Ultimately, we can thank Wittgenstein for bringing philosophers out of their ivory tower, most crucially in his efforts to disabuse them of the distinction between thought and language. The idea that there could be a private language was actually nonsense, he demonstrated, as language was, by nature, social and collective. An inner process requires an outward criterion to give it meaning.

His example was our experience of pain. What could be more intimate than that; surely, nobody else can feel my pain. Wittgenstein, nevertheless, wants to show usthat in making such a claim, we really do not know what we mean. If I, and only I, can describe my experience of pain, I would require an absolutely unique language to do so, and so there could be no discourse about my pain that could be meaningful to anybody else.

The Importance of Nonsense

Wittgenstein’s explorations are never linear, but an assembly of penetrating questions, comparisons, aphorisms and thought experiments:

Could one teach a dog to simulate pain? What if humans showed no outward signs of pain?
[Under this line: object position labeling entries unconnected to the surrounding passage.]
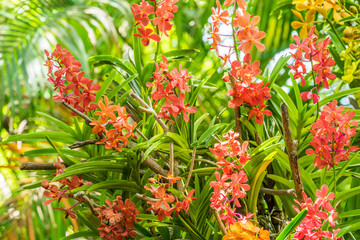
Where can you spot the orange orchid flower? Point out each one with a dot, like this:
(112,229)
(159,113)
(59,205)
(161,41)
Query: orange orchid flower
(303,24)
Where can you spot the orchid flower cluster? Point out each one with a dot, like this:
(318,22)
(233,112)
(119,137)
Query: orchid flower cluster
(119,131)
(162,198)
(332,134)
(230,183)
(171,86)
(246,230)
(117,219)
(55,192)
(74,88)
(317,54)
(313,6)
(244,87)
(163,12)
(319,213)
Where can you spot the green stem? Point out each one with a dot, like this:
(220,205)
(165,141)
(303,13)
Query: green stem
(316,87)
(333,160)
(157,32)
(336,33)
(339,86)
(323,176)
(234,37)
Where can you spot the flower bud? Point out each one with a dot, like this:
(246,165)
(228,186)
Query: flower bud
(348,33)
(353,10)
(151,180)
(45,184)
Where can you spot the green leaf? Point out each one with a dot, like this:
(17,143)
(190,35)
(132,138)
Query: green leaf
(331,98)
(69,161)
(89,220)
(276,71)
(81,234)
(107,59)
(197,124)
(293,112)
(37,183)
(209,133)
(197,90)
(116,184)
(137,53)
(345,229)
(292,225)
(61,124)
(342,196)
(256,184)
(97,164)
(51,151)
(87,170)
(179,53)
(105,85)
(178,139)
(40,136)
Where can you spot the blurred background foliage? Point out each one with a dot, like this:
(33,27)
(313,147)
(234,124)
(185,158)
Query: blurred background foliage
(88,28)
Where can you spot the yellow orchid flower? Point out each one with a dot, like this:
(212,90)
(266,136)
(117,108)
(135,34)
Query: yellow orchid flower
(349,72)
(303,24)
(312,7)
(246,231)
(338,11)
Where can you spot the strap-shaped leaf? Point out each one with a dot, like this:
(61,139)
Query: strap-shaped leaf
(292,225)
(116,184)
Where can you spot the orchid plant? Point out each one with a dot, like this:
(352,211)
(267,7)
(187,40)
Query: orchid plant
(137,167)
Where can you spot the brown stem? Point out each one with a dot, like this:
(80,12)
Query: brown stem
(270,191)
(236,109)
(218,220)
(292,152)
(37,166)
(83,143)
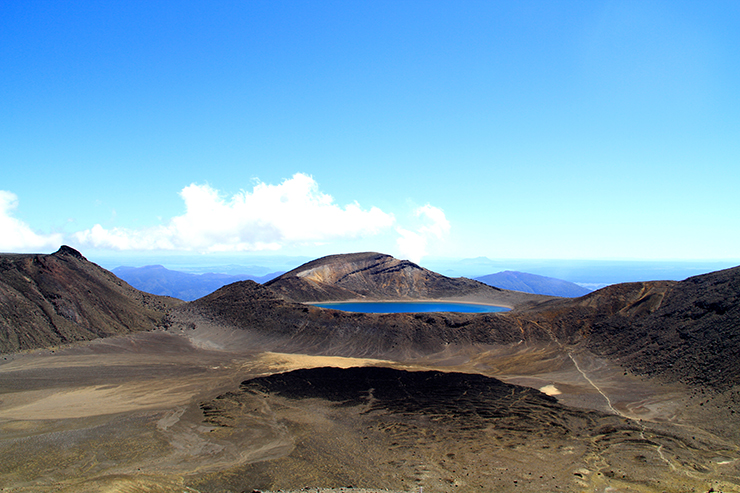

What gives us so much as the idea that living beings, things, can feel? Couldn’t I imagine having frightful pains and turning to stone while they lasted? … And if that happened, in what sense will the stone have the pains?

Disabusing philosophers of their professional prejudices was like untying a knot; loosening it required patiently retracing its complexity. Nonsense, so dreaded by tough-minded philosophical analysts, had, he insisted, an important role in stretching our imagination.

Thus, in other contexts, Wittgenstein asks, how do you know that a rose has no teeth? We can speak of the teeth of the cow that dungs the rose as the rose’s teeth too, if we want to. And, see that table over there? Good, now translate it into French (i.e., not the word but the object!)

Little wonder Wittgenstein so admired Søren Kierkegaard; the latter’s writings are full of thought experiments whose logic requires us to strain our imagination to transcend the clichéd, banal character of conventional thinking.

The endless questioning formed an armory of techniques to help reorient the philosopher’s imagination toward unanswered questions, or even more shockingly, toward questions deliberately answered falsely – all this to fix our attention upon the embeddedness of language in practice. The philosopher’s task was to show the fly the way out of the fly-bottle.

Wittgenstein’s enormous contribution to the 20th century project of investigating the nature of thought – with all its implications for history, art, ethnology etc. – was embedded in his efforts to show philosophers, including the philosopher in us, the limits of language.